The first rise is done in the mixing bowl. For both the first and second rise, I use a sheet of parchment paper between the damp towel and the dough. It keeps the dough from sticking to the towel. I make use of the first sheet folded up between dough and scale during the divide-and-braid stage.

For braiding, I use Rivi’s weave, a simple pattern I learned from my granddaughter. Lay the 4 “snakes” together and pinch the strands together at one end. Starting at the right, weave the outside strand over, under and over, ending with that strand now on the left. Repeat with the strand now on the right. Continue until the stands come to the other end. Pinch the second end together.

When I have finished braiding a loaf, I squeeze gently from the end and role the whole loaf back and forth. This compacts the loaf and shapes it. Once satisfied with the compactness and shape, I insert a 6 in. wooded skewer sideways in each end to secure the strands.
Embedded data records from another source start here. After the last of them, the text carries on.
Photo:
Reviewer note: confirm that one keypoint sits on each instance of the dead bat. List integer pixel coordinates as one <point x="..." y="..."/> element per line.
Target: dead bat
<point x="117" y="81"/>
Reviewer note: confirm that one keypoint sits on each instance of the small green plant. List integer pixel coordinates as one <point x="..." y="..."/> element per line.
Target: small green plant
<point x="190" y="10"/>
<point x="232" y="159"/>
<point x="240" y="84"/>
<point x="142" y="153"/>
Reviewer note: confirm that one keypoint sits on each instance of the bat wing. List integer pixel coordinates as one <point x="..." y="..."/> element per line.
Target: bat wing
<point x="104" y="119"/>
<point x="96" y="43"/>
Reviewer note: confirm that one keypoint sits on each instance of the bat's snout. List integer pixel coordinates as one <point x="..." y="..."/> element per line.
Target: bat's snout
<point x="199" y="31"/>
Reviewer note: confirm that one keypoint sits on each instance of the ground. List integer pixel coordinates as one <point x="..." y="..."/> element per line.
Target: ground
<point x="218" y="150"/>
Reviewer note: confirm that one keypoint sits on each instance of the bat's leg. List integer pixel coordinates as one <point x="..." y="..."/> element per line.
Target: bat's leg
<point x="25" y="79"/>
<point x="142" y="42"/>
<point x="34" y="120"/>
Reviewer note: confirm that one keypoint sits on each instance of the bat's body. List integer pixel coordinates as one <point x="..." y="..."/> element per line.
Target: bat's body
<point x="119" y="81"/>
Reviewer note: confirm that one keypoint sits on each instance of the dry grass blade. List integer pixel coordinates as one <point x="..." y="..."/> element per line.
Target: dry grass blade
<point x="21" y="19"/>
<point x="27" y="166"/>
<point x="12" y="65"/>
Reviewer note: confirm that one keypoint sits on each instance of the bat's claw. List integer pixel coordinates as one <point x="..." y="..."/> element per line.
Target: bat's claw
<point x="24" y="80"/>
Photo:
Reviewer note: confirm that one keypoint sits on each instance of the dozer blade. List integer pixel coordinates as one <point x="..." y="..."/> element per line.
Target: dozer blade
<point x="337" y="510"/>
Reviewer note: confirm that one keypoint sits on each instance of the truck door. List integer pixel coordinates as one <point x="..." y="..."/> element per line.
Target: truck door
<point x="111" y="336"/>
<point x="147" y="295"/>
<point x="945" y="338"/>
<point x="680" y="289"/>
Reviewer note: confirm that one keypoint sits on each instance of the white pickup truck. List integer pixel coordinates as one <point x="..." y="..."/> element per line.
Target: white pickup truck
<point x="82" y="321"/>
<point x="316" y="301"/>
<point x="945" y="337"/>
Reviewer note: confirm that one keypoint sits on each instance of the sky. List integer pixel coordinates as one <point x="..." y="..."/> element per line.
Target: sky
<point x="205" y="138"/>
After braiding and inserting the skewers, I put the formed loaves into non-stick aluminum cake pan, one to a pan, with a thin layer of corn meal on the bottom. The loaves are definitely going to grow, but the dough will be soft at this point, so the growth will be mostly lateral. The final shaping rise which yields the beautiful loaf will happen in the oven. The second rise takes about 1 hour at 70 °F.


Into and In the Oven

Seeding is done after the second rise and just before baking. If you are seeding the loaf, coat the upper surface of the loaf with your seed-glue of choice and sprinkle the poppy seed liberally. The loaf is very soft and a tad sticky at this point so the peel must be “lubricated” with corn meal to allow the loaf to slide off in the oven. To transfer the loaf to the peel, I use a large plastic spatula from one side and my fingers from the other. The peel allows me to place the first loaf near the back of the baking stone, where I use the spatula to ease it off the peel. Repeat for the second loaf, once again coating the peel with cornmeal. Set the timer for 34 minutes.

After loading the loaves, spray water on the sides of the oven. I use one of the small hand sprayers that are often used on indoor greenery, but not one with too fine a mist. I repeat this every 7 minutes. Don’t be afraid to spray on the loaves themselves. If you are doing enough, you should get a puff of steam in the face when you next open the oven door.

At about 16 minutes from the end of the bake, you should remove the loaves and reverse their positions. No oven with two loaves in it can be uniform. You will note at this point that the two sides of each loaf are not uniformly brown. By reversing position (including putting the inside sides toward the oven wall or door) you will get a more uniform colored crust.